There are a hundred thousand things in my life that are cause for celebration.  I have a loyal husband. One of those types that always forgives and always loves, even if I make it a bit more difficult than either of us expected.  There's a tried and true best friend that has taught me it's safe to be vulnerable and honest, even if it's a little messy.  Beyond that, there are a handful of people I call my favorite in all the world.  My group, my net, the upholding hands of love and trust and faith that I've been blessed to call friends. Some live so far away we haven't seen each other in years. Some live so close I see them almost every day.  A few I've never had the pleasure of meeting face to face...pen pals, but blessings nonetheless.   Finally, and a thing I realize is quite rare, our families. Both his and mine.  They are wonderfully diverse and always accepting, a safe place no matter what. 

I am happy.  We have a beautiful home, in a handpicked neighborhood, literally right across the street from some of my worlds favorites. We travel, hand in hand, learning more about each other as we discover the world together. We discuss adoption like it's a sure thing, a desire of our hearts since we were young...a child that is both ours and someone else's, made and grown with a love big enough to fill multiple hearts and families. 

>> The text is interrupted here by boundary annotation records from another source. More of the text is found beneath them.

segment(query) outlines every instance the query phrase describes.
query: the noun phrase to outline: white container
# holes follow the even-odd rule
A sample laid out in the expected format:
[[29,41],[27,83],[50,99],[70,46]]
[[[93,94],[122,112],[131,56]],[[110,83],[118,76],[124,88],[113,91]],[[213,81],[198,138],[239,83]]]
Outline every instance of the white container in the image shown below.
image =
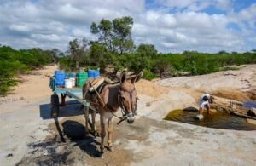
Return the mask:
[[76,78],[75,77],[71,77],[69,79],[72,81],[72,86],[73,87],[76,86]]
[[65,79],[65,88],[71,89],[72,88],[72,80]]

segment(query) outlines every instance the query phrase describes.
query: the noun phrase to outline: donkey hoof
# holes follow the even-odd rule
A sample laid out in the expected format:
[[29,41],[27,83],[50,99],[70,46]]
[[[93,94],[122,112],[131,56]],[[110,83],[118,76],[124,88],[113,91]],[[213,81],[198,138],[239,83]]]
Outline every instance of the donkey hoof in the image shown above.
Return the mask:
[[109,147],[108,147],[108,151],[110,151],[110,152],[114,152],[114,150],[113,150],[113,146],[109,146]]
[[100,152],[102,153],[102,154],[104,153],[104,147],[103,148],[101,147]]
[[94,137],[100,136],[100,134],[99,134],[98,132],[96,131],[96,132],[93,133],[93,136],[94,136]]
[[86,131],[85,131],[84,136],[85,136],[85,137],[88,137],[88,136],[89,136],[89,132],[86,132]]

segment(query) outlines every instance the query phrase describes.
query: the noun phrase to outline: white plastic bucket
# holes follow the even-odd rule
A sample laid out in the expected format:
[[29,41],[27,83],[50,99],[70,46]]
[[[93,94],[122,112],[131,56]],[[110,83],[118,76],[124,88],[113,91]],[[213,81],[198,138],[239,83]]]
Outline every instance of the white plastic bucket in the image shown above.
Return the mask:
[[71,79],[65,79],[65,88],[66,89],[72,88],[72,80]]
[[76,86],[76,78],[74,77],[71,77],[69,78],[72,81],[72,86],[74,87]]

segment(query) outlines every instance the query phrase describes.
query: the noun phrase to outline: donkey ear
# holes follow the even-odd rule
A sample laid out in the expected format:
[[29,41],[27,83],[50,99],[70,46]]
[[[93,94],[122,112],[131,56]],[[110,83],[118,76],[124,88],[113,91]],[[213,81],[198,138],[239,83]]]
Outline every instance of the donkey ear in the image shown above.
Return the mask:
[[126,80],[126,71],[124,70],[120,74],[120,83],[124,83]]
[[143,77],[143,71],[134,73],[134,76],[131,77],[131,83],[134,83],[136,82],[138,82]]

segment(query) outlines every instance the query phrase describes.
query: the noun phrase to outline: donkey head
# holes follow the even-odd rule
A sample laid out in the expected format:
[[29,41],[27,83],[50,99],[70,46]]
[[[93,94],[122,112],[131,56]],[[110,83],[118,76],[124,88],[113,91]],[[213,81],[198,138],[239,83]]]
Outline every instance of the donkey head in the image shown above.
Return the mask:
[[126,75],[126,71],[123,71],[120,75],[119,102],[127,122],[132,123],[134,116],[137,114],[137,95],[135,89],[135,83],[139,81],[143,76],[143,72],[136,72],[130,77]]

But I'm not a talker.  Sometimes what I'll want to say is that everything is beautiful and I'm excited about all the prospects of what this world and our Lord has to offer. Sometimes what I'll need to say is that I'm hurt, bruised by the realities of a life not gone according to plan.  That's the point of this blog: a place to write down all of the things I don't know how to say. 

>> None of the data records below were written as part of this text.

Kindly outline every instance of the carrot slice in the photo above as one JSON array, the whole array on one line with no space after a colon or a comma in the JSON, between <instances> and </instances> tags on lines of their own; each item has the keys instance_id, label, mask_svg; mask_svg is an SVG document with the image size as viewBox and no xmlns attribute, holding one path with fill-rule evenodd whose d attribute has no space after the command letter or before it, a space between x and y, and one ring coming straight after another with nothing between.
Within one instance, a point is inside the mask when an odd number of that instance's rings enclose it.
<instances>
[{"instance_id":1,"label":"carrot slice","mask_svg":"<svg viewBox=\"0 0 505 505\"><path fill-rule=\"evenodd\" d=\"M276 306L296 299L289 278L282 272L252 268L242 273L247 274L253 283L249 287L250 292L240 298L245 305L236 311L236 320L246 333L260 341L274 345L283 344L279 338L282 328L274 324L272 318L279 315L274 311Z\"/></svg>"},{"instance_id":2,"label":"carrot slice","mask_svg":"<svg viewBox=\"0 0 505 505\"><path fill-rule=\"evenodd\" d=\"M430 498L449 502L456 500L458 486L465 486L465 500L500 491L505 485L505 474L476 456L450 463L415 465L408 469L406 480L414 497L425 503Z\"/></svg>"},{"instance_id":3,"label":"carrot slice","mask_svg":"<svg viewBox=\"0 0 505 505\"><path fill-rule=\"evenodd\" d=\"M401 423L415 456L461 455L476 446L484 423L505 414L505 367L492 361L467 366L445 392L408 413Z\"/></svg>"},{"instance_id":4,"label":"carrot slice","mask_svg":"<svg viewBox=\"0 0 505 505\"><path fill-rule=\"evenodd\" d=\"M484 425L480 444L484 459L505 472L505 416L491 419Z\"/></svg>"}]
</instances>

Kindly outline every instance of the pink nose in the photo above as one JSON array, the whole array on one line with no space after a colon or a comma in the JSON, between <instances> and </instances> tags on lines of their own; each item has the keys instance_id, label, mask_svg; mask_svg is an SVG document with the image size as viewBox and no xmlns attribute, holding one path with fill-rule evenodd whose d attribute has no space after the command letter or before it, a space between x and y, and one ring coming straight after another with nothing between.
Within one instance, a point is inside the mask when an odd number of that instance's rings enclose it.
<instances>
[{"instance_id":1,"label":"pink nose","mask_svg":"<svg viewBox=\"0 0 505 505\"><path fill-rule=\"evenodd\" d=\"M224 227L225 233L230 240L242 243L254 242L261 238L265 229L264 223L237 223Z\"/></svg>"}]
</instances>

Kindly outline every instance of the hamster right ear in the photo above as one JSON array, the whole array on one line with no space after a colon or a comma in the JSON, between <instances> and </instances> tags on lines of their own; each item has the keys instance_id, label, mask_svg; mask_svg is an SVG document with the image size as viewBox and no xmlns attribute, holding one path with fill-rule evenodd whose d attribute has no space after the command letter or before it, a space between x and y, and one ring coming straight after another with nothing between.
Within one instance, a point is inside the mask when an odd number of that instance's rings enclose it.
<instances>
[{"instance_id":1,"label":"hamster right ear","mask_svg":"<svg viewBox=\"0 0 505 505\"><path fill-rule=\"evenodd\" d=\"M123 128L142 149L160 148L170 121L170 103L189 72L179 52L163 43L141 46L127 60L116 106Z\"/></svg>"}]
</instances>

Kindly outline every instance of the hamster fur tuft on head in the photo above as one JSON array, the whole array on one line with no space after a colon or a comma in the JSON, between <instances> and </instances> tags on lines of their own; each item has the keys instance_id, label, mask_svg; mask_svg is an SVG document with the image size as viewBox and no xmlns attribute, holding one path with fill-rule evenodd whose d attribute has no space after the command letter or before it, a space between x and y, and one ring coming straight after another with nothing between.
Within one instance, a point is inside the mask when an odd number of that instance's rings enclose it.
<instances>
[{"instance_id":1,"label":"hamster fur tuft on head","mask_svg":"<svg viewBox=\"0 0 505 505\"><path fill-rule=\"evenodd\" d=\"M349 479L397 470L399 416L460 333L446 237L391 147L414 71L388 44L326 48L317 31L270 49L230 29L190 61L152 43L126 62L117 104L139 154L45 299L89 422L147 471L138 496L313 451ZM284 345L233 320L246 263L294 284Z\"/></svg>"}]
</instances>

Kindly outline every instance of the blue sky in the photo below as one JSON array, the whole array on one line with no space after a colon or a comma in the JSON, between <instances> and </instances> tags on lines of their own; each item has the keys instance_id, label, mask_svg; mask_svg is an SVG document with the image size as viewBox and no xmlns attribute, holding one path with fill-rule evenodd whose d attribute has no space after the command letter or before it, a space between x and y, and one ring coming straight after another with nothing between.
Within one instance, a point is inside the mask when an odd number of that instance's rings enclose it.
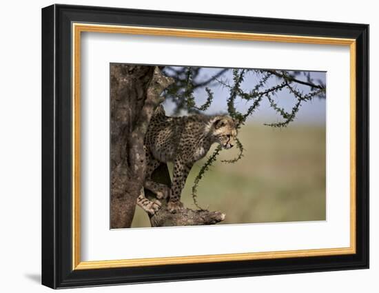
<instances>
[{"instance_id":1,"label":"blue sky","mask_svg":"<svg viewBox=\"0 0 379 293\"><path fill-rule=\"evenodd\" d=\"M202 70L202 74L199 77L200 79L205 79L218 72L220 68L204 68ZM310 76L315 80L320 80L323 83L326 83L326 72L310 72ZM299 76L296 77L298 79L305 80L305 77ZM220 78L223 81L228 81L229 83L232 83L233 78L232 70L228 70ZM242 85L242 88L246 91L249 91L258 83L259 77L257 77L254 73L249 73L245 76L245 81ZM276 84L277 81L275 79L271 79L267 83L267 87L270 87ZM218 114L220 112L227 112L227 99L229 97L229 90L225 88L218 82L208 85L214 92L214 101L207 111L205 112L207 114ZM298 90L303 90L304 92L309 91L307 86L298 85ZM201 105L206 100L206 92L204 89L196 90L194 92L194 97L197 105ZM284 108L286 110L290 110L296 103L293 95L288 90L283 90L279 92L276 97L274 97L278 105ZM246 102L245 100L237 99L236 106L238 110L245 112L247 107L252 102ZM172 114L174 105L172 102L165 101L165 109L168 115ZM311 124L311 125L325 125L326 119L326 99L314 98L311 101L305 102L298 111L296 119L292 122L293 124ZM267 99L265 99L258 110L256 110L247 120L247 123L273 123L281 121L278 114L269 107L269 102Z\"/></svg>"}]
</instances>

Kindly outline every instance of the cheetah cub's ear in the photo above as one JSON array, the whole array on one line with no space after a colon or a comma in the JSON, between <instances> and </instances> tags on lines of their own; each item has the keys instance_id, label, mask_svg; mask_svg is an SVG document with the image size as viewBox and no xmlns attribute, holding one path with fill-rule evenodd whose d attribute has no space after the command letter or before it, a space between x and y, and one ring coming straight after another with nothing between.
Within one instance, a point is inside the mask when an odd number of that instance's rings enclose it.
<instances>
[{"instance_id":1,"label":"cheetah cub's ear","mask_svg":"<svg viewBox=\"0 0 379 293\"><path fill-rule=\"evenodd\" d=\"M218 118L213 123L215 129L218 129L226 125L225 119L223 118Z\"/></svg>"}]
</instances>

Living life in measured time

Days and weeks: I realized I was infertile by the time April 2013 rolled around. I hadn't yet been trying for a year at that point so I couldn't officially get the diagnosis attached to my chart, but I knew it was coming.  It didn't really matter, either, that it hadn't been a year. I was already deeply entrenched in the heartache of infertility. I now lived life slowly counting away cycle days, marking away weekly increments on the calendar to explain my life in terms of before and after ovulation.

Months: On to the next cycle.  That's what we, the inferts, say to ourselves and one another when our period arrives to prove to us what we already know.   Another cycle, another chance, another month (after month, after month, after month).   Each month is its own odd little torture.  It progresses so slowly as I try to fill my time with anything that might keep my mind off of the thing we're working to achieve.   And then it moves on suddenly without me. Boom, another month, another cycle. These things add up before I know it.  Which brings me to my next point....

Years: There have been nearly three of them so far. Oh, folks, those three years. There won't ever be enough time to tell you what they've done to me, to my marriage, to every relationship I have with every person I know.  Things have been good and things have been bad, as life goes, but infertility has been my constant companion.  I either fight against it, to ignore it and live joyously in spite of it, or else it clobbers and overwhelms me, leaving me feeling confused, longing, and irritated.